Jim has asked for the wisdom of the Perl Monks concerning the following question:
I have this character encoding damaged text. It's gibberish, not Chinese.
敒›剕䕇呎 U+6552 CJK UNIFIED IDEOGRAPH-6552 U+203A SINGLE RIGHT-POINTING ANGLE QUOTATION MARK U+5255 CJK UNIFIED IDEOGRAPH-5255 U+4547 CJK UNIFIED IDEOGRAPH-4547 U+544E CJK UNIFIED IDEOGRAPH-544E
I know this is the original, undamaged text.
Re: URGENT
I've determined how the damage occurred. The original ten characters were ASCII (UTF-8), but they were mistakenly interpreted as UCS-2LE. Then they were petrified as five bogus characters (mojibake) in Unicode (UTF-8). This is essentially like what happens in the case of the infamous Bush hid the facts bug in Microsoft Notepad.
Here's the pattern.
R e : U R G E N T 52 65 3A 20 55 52 47 45 4E 54 U+6552 U+203A U+5255 U+4547 U+544E 敒 › 剕 䕇 呎
How can I reverse this character encoding damage using Perl? I tried using Encode::Repair, but I couldn't get it to work. It seems to me this repair job should be easily accomplished using pack/unpack, but those two functions have always confounded me. I need guidance.

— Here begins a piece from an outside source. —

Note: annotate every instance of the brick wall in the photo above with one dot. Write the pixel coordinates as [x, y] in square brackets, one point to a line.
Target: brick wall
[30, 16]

UPDATE: Here's what I've managed to cobble together. It works, but I'm not impressed. Surely there's a better way.
use v5.16; use strict; use warnings; use utf8; binmode STDOUT, ':encoding(UTF-8)'; my $damaged_text = '敒›剕䕇呎'; my $repaired_text = ''; while ($damaged_text =~ m/(\X)/g) { my ($msb, $lsb) = unpack 'A2A2', sprintf "%04x", ord $1; $repaired_text .= chr(hex $lsb) . chr(hex $msb); } say $repaired_text; # Prints 'Re: URGENT'
(I had to use <pre> tags instead of <code> tags here because of the Chinese characters in the script.)